By the pricking of my thumbs, something wicked this way comes...

gcjohns1971's picture

The stockmarket is where old, unloved Eurodollars go to die in a crack-up boom.

dragoneyes74's picture

This is the pullback that will reveal the strength, or lack thereof, in gold, which is forming a massive symmetrical triangle.  The uptrendline from the $1180 Dec low thru the $1240 June low currently runs thru $1260.  Gold isn't in big trouble unless that uptrendline gets taken out, but it's not likely to happen right now.  There will be all kinds of spec buying and Commercial short profit taking there, if we even get that far.  There's also support in the $1270/80 area. 

What's more likely is we bottom and get a bounce back into the $1320 area. Then we find out how strong the long side really is.  Whichever side of this triangle breaks will likely lead to a multi-month, multi-hundred dollar move.  I've been thinking the metals would make a strong rally before eventually rolling over again, but it's hard to have any confidence in that until the triangle gets taken out to the upside, which means a close above $1360.  Personally, I'm scaling into long-term calls and if the bottom of the triangle gets taken out, I'll bail.  

In terms of stocks, I had to take some time off due to Bull Market Fatigue, a new syndrome being studied by psychiatry.  The timing worked out well because it was easy to buy the NQ dip when I wasn't exposed already.  Which made me realize I'm not interested anymore in playing a lot of positions or the emotional intensity of short-term trading.  I'm gonna focus on the larger time frames, trade less, and go for the bigger moves like the gold triangle, then when a gift like last Thursday's selling into support the day before options expiration happens, I'm all over.  Meaning, I'm gonna focus on other things and set alerts on things that interest me.  It seems like every year there are 5-10 times when everything lines up so perfectly and what to do is obvious.  The other 95% of the year is a grind.  But this isn't my primary interest anyway so it's not hard to take a step back and be less involved.    

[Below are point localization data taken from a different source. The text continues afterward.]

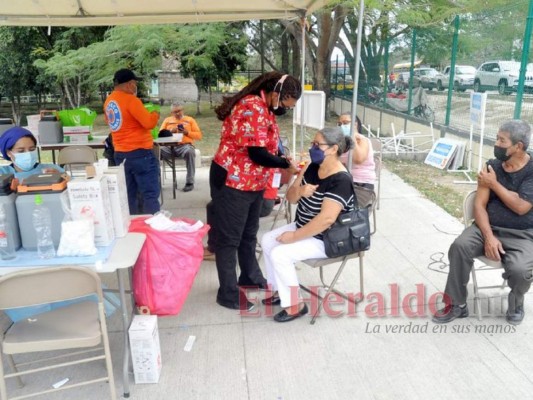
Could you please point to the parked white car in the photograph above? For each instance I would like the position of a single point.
(463, 78)
(501, 75)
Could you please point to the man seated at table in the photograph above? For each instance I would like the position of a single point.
(178, 122)
(19, 146)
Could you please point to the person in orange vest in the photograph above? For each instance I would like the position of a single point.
(131, 124)
(178, 122)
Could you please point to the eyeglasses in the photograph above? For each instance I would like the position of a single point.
(318, 144)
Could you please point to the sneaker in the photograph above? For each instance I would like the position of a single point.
(516, 317)
(188, 187)
(208, 255)
(449, 313)
(241, 306)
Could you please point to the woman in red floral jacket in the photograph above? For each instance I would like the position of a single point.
(246, 156)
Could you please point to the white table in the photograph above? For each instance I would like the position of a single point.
(122, 258)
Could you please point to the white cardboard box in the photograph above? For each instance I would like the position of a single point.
(68, 130)
(118, 197)
(145, 349)
(90, 197)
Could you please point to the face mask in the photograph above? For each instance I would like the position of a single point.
(501, 153)
(25, 161)
(346, 130)
(317, 155)
(279, 111)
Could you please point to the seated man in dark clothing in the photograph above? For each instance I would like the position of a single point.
(503, 228)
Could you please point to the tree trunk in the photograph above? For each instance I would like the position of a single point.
(285, 52)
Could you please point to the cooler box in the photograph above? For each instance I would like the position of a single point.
(52, 189)
(7, 199)
(50, 129)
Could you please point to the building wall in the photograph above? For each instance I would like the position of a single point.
(172, 87)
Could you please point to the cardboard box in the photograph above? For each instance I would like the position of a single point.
(72, 130)
(78, 138)
(118, 197)
(90, 197)
(145, 349)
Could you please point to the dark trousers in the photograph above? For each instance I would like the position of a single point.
(517, 260)
(142, 176)
(185, 152)
(237, 222)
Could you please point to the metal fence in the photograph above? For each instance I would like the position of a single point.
(494, 44)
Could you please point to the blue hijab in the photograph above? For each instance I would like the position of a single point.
(11, 137)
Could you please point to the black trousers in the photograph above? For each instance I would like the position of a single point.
(236, 214)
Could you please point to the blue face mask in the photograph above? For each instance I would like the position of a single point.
(317, 155)
(25, 161)
(346, 130)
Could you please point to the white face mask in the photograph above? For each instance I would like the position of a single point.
(346, 130)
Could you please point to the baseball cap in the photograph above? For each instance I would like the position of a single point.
(124, 75)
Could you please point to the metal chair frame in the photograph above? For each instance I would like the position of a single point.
(487, 265)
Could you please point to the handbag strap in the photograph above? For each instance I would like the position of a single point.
(364, 197)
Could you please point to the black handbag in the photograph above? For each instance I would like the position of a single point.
(350, 233)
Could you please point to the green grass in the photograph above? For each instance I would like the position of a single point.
(433, 183)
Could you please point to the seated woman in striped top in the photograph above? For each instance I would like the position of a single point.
(322, 190)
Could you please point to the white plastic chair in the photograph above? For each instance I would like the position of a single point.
(485, 263)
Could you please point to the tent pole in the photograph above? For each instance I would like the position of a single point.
(302, 127)
(357, 57)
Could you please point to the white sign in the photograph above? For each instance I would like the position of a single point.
(314, 102)
(478, 102)
(441, 153)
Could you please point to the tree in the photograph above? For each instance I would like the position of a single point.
(211, 53)
(18, 76)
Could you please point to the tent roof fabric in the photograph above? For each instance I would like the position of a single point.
(133, 12)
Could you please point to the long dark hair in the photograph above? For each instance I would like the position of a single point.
(291, 87)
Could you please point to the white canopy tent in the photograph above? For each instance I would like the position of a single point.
(133, 12)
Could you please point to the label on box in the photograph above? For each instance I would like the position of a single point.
(118, 197)
(90, 198)
(145, 349)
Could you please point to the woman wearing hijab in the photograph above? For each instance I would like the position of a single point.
(19, 146)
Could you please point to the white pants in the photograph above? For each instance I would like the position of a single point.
(280, 259)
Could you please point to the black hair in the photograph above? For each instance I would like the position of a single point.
(269, 82)
(334, 136)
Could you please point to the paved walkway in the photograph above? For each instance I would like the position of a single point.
(385, 348)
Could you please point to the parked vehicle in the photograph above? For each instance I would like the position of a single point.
(501, 75)
(463, 78)
(424, 77)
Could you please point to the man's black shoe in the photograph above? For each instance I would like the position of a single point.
(254, 286)
(449, 313)
(516, 317)
(242, 306)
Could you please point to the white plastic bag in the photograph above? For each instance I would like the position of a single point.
(77, 238)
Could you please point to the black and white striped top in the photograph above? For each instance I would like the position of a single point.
(337, 187)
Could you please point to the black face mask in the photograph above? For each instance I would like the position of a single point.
(279, 111)
(501, 153)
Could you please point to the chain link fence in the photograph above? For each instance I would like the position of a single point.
(487, 49)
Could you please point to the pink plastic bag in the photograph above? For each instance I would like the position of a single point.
(166, 268)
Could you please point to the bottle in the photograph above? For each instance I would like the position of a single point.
(7, 245)
(42, 222)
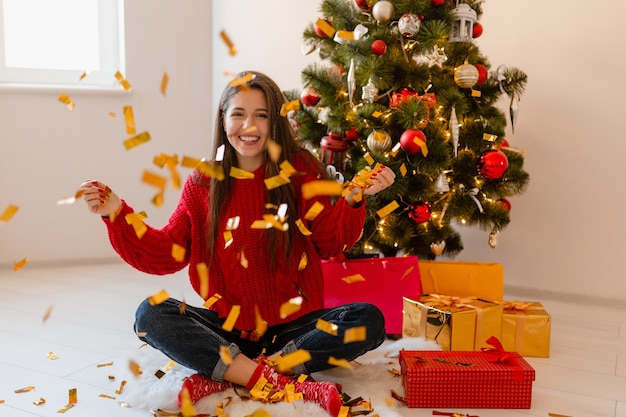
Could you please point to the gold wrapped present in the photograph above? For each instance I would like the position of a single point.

In terms of overall market direction, unless WW3 happens, or until there's a real threat to the financial system (which is eventually baked into the debt bubble cake--looking at you, Japan (and Europe) (and China) (and the US)), there's no reason for the dividend collecting big money players to be shaken out of their positions.  Until the risk free rate becomes enticing enough to make the possible price depreciation of overvalued dividend stocks a concern, I don't see why the dips won't continue to be bought, even though it makes no sense in terms of reflecting the real economy.  Maybe persistent bad data can eventually wear down the bull market psychology, or persistent bad news like developing war, but it will take real game-changing fear before a real correction has a chance to happen.  Asset managers have to stay long until that weekly trendline gets taken out by a good 50 points, then they just wait for the ensuing rally to the underside of it and sell into that.  Then a real correction can happen. Until there is a deep pullback that rallies back to a lower high, there's no reason to think dips won't continue to be bought.     

Angry Plant's picture

Seems to be a concerted effort to dump paper gold. Remember all that missing copper in China and how fallout short term was likely to be a fall in price not a rise. We seem to be seeing money repostioning out of paper gold before the reported 100 billion in missing chinese gold finaly breaks into the mainstream. I wonder what bank the global ecconomy will designate as the fall guy the next AIG for this problem.